The Nintendo Switch has been receiving a lot of feedback from the gaming community, whether it's developers, publishers or gamers themselves. Well, famed video game director Hideo Kojima has chimed in on Nintendo's latest device, explaining what he thinks about it.
Hideo Kojima recalled that, for one of the previous games he worked on while at Konami, they made it possible to transfer over saved data from the PS Vita to the PS3. This enabled gamers to take the progress they made from one version of the game to the other, without losing a step.
It's true that the Switch does represent a "dream" of being able to play your games at home on a full screen with full 1080p HD support and 60fps gaming for many fast-paced titles such as Mario Kart 8: Deluxe, but also take those same goes on the go and play them in HD at 720p on a portable screen.
What makes the Nintendo Switch different from other portable devices and home consoles is that you don't have to turn it off when you decide to go from home play to portable play. You just pick it up out of the home dock and keep playing, or you come in from having gamed while on the bus or the taxi ride home, and you plug it into your home base and keep going where you last left off. There's no need to break or save it and transfer over data... it all happens in one go.

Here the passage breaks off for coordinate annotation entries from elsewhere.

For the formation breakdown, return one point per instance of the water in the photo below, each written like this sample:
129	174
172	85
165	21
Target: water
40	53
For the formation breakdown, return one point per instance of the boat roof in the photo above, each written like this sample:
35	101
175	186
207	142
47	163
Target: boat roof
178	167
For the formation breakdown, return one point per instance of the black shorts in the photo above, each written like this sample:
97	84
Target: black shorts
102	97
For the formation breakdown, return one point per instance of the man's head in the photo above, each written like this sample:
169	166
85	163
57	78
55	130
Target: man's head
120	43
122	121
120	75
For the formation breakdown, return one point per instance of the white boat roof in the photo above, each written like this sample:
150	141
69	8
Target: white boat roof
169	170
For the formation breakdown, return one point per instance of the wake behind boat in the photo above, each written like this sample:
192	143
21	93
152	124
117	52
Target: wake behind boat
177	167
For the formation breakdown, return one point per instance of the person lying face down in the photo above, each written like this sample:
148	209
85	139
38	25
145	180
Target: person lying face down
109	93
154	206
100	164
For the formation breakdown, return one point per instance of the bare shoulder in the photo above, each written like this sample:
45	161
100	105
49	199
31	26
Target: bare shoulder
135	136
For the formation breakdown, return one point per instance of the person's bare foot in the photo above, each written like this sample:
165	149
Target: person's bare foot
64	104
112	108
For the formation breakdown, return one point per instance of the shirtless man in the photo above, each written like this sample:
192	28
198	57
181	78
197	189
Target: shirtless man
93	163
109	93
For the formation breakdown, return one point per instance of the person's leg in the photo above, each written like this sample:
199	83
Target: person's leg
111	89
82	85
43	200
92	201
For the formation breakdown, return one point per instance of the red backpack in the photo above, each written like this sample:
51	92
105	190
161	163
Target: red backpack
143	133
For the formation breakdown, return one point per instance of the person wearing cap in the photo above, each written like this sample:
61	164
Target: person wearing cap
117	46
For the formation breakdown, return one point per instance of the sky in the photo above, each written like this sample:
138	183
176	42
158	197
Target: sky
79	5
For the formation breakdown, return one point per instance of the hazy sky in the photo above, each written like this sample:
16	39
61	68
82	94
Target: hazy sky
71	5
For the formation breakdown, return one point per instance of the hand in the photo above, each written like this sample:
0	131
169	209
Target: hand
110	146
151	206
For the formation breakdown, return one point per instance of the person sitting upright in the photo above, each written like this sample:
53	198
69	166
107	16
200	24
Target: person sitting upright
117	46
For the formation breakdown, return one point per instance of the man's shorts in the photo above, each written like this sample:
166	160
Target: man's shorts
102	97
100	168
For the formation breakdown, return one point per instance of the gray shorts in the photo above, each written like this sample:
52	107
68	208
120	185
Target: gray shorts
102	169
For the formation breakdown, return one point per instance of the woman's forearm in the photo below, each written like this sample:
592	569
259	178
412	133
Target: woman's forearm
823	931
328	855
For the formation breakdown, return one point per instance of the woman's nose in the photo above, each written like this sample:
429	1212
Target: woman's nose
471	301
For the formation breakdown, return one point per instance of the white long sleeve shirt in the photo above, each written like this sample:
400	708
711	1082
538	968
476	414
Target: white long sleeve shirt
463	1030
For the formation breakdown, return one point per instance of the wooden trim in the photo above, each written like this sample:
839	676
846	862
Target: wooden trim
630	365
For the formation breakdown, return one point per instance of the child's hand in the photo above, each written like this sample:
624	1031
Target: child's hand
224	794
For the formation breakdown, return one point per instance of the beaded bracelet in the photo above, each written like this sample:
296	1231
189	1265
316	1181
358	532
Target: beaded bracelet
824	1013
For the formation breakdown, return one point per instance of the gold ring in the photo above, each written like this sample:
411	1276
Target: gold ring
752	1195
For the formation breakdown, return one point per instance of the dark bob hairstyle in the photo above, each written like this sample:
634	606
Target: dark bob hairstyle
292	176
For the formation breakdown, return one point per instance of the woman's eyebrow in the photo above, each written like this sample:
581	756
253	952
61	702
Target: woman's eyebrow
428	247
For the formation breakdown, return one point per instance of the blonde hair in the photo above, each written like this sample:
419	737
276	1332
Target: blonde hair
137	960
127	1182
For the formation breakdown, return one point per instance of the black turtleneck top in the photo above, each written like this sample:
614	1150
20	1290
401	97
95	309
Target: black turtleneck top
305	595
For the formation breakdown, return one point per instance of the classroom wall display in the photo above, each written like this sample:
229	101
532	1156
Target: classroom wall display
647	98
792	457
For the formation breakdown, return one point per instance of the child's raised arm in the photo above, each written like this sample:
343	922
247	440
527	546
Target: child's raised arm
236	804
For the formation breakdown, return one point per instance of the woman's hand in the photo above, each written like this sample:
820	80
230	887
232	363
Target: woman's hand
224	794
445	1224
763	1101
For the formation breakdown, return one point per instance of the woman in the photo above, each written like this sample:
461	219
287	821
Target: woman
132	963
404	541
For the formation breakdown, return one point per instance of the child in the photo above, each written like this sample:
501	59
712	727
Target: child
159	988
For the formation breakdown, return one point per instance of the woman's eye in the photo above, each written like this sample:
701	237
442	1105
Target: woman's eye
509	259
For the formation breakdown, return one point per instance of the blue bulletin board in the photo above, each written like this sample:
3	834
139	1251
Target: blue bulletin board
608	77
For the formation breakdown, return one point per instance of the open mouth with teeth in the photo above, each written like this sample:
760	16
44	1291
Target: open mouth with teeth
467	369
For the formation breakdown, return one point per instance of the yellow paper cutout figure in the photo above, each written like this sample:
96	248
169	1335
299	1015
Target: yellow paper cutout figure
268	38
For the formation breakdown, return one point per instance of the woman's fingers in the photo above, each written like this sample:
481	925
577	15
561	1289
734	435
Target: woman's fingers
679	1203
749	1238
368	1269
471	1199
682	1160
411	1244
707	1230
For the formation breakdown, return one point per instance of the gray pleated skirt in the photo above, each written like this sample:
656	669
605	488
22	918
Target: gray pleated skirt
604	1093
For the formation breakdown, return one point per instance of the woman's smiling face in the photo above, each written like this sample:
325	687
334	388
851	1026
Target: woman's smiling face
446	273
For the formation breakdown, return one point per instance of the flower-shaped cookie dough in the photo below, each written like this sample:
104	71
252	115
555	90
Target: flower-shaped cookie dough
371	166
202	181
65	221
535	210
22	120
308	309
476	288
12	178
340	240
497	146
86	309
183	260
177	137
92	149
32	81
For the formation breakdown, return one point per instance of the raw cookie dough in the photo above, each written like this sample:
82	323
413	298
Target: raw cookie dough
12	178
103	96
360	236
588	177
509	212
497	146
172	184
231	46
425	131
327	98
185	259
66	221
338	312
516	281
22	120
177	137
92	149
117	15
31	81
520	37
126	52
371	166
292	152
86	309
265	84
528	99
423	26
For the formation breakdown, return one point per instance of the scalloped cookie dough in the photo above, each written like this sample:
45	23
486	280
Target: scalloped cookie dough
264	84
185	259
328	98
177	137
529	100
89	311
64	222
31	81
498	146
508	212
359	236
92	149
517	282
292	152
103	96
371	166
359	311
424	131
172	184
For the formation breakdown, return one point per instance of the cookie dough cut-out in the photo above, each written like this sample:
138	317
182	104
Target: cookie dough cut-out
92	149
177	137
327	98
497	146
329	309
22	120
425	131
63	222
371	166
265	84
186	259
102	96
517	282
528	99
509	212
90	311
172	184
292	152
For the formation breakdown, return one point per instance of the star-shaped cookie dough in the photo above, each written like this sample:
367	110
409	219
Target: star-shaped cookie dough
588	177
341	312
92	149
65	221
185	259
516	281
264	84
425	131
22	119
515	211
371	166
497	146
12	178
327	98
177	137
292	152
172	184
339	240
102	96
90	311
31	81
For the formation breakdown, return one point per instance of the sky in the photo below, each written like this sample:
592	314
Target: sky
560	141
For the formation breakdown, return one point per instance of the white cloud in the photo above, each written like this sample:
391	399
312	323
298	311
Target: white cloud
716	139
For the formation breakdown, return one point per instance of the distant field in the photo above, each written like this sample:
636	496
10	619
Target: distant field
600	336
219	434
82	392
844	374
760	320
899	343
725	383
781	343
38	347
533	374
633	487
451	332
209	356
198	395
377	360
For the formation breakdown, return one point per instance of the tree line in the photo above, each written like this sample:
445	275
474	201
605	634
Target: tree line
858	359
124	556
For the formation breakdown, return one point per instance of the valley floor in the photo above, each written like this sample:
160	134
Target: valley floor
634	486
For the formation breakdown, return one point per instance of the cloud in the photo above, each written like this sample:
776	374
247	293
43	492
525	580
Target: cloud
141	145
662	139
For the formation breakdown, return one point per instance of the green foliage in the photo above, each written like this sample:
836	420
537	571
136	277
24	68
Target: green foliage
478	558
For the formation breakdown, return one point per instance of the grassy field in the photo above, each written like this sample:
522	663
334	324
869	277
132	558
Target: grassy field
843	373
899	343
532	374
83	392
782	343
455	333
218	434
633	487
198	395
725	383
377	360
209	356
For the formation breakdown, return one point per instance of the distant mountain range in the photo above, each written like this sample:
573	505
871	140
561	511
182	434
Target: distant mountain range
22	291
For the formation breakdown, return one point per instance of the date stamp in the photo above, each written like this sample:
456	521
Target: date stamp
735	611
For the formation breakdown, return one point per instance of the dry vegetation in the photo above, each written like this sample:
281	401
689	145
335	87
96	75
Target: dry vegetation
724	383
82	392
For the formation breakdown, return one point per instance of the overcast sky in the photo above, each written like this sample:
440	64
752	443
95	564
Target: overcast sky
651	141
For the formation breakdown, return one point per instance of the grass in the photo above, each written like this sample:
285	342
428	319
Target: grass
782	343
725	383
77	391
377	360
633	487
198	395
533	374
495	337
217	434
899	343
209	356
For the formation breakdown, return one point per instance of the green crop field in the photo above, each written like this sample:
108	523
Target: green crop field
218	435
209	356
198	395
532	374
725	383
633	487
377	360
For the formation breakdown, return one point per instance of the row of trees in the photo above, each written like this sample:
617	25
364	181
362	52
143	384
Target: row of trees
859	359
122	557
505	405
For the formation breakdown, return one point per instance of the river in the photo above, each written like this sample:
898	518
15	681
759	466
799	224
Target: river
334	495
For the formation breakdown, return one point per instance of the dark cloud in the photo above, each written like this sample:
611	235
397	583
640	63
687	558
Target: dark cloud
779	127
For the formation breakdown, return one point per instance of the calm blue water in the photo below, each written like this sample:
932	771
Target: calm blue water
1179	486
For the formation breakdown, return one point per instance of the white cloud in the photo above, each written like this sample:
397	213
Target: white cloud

Hideo Kojima proceeds to explain that this transition is already happening a lot with Blu-ray movies that you can also watch via digital codes available for mobile devices. He mentions that with movies and TV being this way, games should go that way too.
Nintendo isn't quite ready to embrace an all-digital future, though. The Nintendo Switch is still cartridge based with external USB 3.0 support for storage devices of all sorts that can hold up to 2TB of data. In other words, Nintendo is still very much focused on retaining a reliance on physical media.
The Switch will offer support for digital downloads, but the internal memory is limited to only 32GB, so you will either have to buy SD cards or an external hard drive.
A lot of gamers were worried about the internal storage capacity of the Switch, but with external support being made available at some point after launch with a firmware update, I doubt that will be too much of an issue.
The only worrying thing that Kojima seems to look forward to that gamers do not, is cloud-based gaming. Right now it's extremely expensive to play games through the cloud and equally expensive to pay for ISP support to make it an actual viable way to enjoy games through the cloud. Until prices come down, I doubt gamers are going to be quick to want to give up the discs and cartridges in order to pay an arm and a leg to access games via the cloud. And in that regards, at least Nintendo still has the favor of people looking forward to building a physical collection of Nintendo Switch titles.